Countries like Saudi Arabia, Turkey, Malaysia, Venezuela and much of the Global South – in other words, most of humanity – are cautiously looking for a way out. Moving away from the dollar is increasingly about risk reduction. Gold, a basket of other currencies and repatriation are increasingly attractive alternatives.

As of March 2024, China held $767 billion in U.S. Treasuries, approximately 10% of the U.S. national debt. Already subject to thousands of sanctions, China knows that the United States will do almost anything to stop its rise to power; and so, according to President Xi, he must build a system independent of American domination. There is a real danger of the world dividing into two systems.

This October, in Kazan, Russia, we could see major progress in creating an alternative trading mechanism to compete with SWIFT (the Global System for Interbank Communications), in creating institutions to replace the IMF and the World Bank – perhaps a new, expanded BRICS Development Bank (current capital base $100 billion) – and in bringing many more countries into the BRICS framework, which is rapidly eclipsing the G7.

Russian Foreign Minister Sergei Lavrov said: “A process has been launched following the last summit in Johannesburg. World leaders have asked their finance ministers and central banks to make recommendations on alternative payment platforms. So the process is ongoing and there is probably no way to stop it. »
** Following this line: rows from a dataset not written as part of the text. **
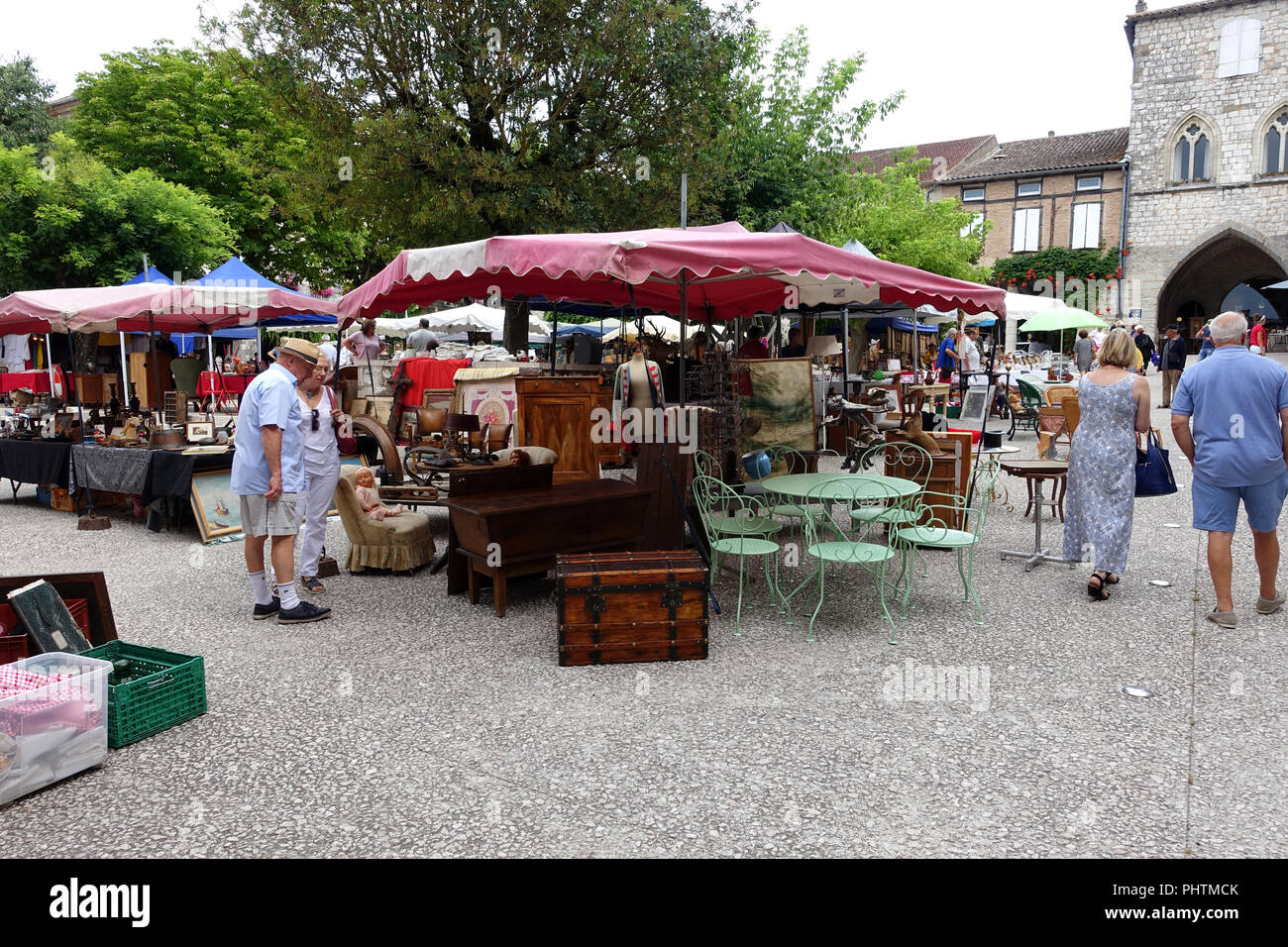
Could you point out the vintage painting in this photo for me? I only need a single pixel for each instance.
(492, 399)
(777, 401)
(218, 509)
(215, 506)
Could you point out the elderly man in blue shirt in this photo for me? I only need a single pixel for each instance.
(268, 474)
(1239, 408)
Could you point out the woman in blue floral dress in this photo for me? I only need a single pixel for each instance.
(1113, 402)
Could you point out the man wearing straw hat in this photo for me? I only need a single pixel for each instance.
(268, 474)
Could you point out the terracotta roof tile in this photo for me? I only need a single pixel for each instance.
(952, 153)
(1050, 154)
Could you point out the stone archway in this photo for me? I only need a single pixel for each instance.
(1201, 281)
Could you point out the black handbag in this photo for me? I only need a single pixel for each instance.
(1153, 470)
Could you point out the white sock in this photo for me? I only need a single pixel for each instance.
(259, 585)
(286, 591)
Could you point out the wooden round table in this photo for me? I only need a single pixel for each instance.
(1035, 474)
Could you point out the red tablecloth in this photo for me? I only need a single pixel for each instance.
(210, 382)
(37, 380)
(428, 372)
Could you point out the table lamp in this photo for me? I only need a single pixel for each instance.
(455, 425)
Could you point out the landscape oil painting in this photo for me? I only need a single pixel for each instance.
(777, 401)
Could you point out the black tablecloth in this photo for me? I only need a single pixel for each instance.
(35, 462)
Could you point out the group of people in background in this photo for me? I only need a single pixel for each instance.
(1229, 416)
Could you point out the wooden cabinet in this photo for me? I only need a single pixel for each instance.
(554, 411)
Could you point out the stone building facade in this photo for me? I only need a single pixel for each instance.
(1042, 192)
(1209, 195)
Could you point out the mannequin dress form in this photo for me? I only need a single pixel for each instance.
(639, 386)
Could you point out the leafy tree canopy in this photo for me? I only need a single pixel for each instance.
(24, 94)
(468, 119)
(197, 120)
(69, 221)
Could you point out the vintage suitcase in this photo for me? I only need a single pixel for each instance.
(619, 607)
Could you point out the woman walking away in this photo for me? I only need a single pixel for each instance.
(1102, 483)
(1083, 350)
(321, 468)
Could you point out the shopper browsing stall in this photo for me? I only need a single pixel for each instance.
(268, 475)
(320, 415)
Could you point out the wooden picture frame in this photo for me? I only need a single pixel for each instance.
(90, 586)
(777, 399)
(196, 431)
(974, 406)
(214, 505)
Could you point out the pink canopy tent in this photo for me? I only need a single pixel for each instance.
(724, 270)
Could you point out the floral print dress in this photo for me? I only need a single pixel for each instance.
(1102, 482)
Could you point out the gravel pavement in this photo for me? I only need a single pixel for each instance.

Brazilian President Lula has suggested that CELAC, the Community of Latin American and Caribbean States, could use the new trading platform to protect its trade and economic relations from the abuses of the dollar. Some 30 countries have expressed interest in joining BRICS.

As Farrell and Newman said in Underground Empire“When you've built the economic equivalent of a nuclear arsenal, you shouldn't be surprised when others think about striking first or retaliating.”